Eventually, she agreed, probably just to shut me up, but I’m ok with that. She rolled her eyes and climbed into the back seat, and we were now ready to take our memorable first combat sortie as man and wife.
I wanted the experience to be real as possible, so I strapped myself in and called over my shoulder, in a very cool aviator voice, “Pilot to RIO (Radar Intercept Officer, the guy in the back of a Navy jet), strap in and standby for takeoff.” For the first time all afternoon, my wife got exited.
“We’re going to RIO? Wow!”
When I explained to her that she should just buckle up, she reminded me that we weren’t really going anywhere, and that I should start acting my considerable age. I responded by slamming the throttles forward, which did not result in the bone crunching acceleration it would in a real jet, but at least made enough noise to drown out her voice, even with the headphones on. We hurtled down the digital runway and were immediately up over a digital copy of San Diego. The controller alerted me to bandits, and the fight was on.
Still trying to keep her involved, I told my wife over the intercom, “Honey, bandits at 2 o’clock.”
She became irritated immediately. “Oh great, it’s only one thirty. What are we going to do in this thing for thirty minutes?” Our teamwork needed considerable improvement if we were going to survive this fight.
I didn’t even bother to explain, because at that moment the two bandits were on us like NASCAR fans on free beer. I put on max power and threw the aircraft into a tight turn (which in real life probably would have killed us) and bought us a few precious seconds. I craned my neck all around, looking for the bad guys. In a moment of panic, I realized I had lost them, and called to me partner, “Honey, where did they go?”
No answer.
I yelled again, louder this time, “Honey, need your help. Did you see where the bad guys went?” Still nothing, so I torqued my head around to see if I could find out where my trusty back-seater went. I found her, right where she should have been, in the back seat. Filing her nails.
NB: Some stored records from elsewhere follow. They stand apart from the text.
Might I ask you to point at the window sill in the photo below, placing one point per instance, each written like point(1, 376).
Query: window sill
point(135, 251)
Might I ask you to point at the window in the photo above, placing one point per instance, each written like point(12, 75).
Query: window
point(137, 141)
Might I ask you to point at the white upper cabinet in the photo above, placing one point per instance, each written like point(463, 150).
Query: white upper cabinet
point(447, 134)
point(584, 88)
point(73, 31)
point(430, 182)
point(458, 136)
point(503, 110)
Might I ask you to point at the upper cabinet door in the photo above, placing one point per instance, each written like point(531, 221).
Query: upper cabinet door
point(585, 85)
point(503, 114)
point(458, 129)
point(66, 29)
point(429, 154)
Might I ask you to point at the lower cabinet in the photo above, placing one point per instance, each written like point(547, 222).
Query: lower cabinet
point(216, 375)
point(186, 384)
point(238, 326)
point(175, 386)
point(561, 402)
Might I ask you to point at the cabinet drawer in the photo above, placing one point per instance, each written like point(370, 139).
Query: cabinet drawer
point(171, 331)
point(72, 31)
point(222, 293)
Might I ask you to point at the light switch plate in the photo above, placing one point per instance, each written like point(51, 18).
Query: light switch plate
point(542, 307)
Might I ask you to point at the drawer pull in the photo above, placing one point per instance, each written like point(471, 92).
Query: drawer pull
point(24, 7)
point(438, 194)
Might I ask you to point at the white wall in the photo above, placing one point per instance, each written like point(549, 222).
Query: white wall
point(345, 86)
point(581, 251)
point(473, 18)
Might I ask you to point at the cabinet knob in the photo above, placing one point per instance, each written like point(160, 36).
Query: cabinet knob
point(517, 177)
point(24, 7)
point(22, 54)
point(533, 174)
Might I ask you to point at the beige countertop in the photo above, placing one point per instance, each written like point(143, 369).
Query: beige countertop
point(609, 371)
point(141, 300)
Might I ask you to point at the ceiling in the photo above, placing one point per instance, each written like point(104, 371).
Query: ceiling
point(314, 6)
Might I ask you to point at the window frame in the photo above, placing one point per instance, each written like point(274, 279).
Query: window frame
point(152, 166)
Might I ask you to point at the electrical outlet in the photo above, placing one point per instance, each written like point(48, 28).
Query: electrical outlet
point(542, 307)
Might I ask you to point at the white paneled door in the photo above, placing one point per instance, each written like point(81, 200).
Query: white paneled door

Obviously, I was on my own. I began to dogfight the hated digital foe, and bagged one of them with a lucky shot. That left just one bad guy, and I began to feel like I had the edge. My wife, now finished her manicure, asked me how I was doing.
“Just great, honey. Thanks. Just need one more bit of info and I think I can turn this around. Can you tell me how fast we are going?”
She tried; she really did. She looked around the cockpit for something with numbers on it, and reported immediately. “We are going six knots.”
Incredulous, I lost all concentration. I was in a (truncated) supersonic fighter, capable of going twice the speed of sound, and was reportedly going slightly faster than an out-of-shape jogger. Just as I turned around to ask for confirmation, bandit number two put a rocket up our tailpipe, and we crashed into San Diego Bay. Game over, dude.
I told my wife at the debrief that I wished maybe she could have been a little more helpful during our recent engagement, and I could have broken off before we got smoked and ended up in the drink. She countered that I should have been more helpful during our actual engagement, that she should have broken it off, and that she needed a drink.
I wonder if Maverick and Goose started like this?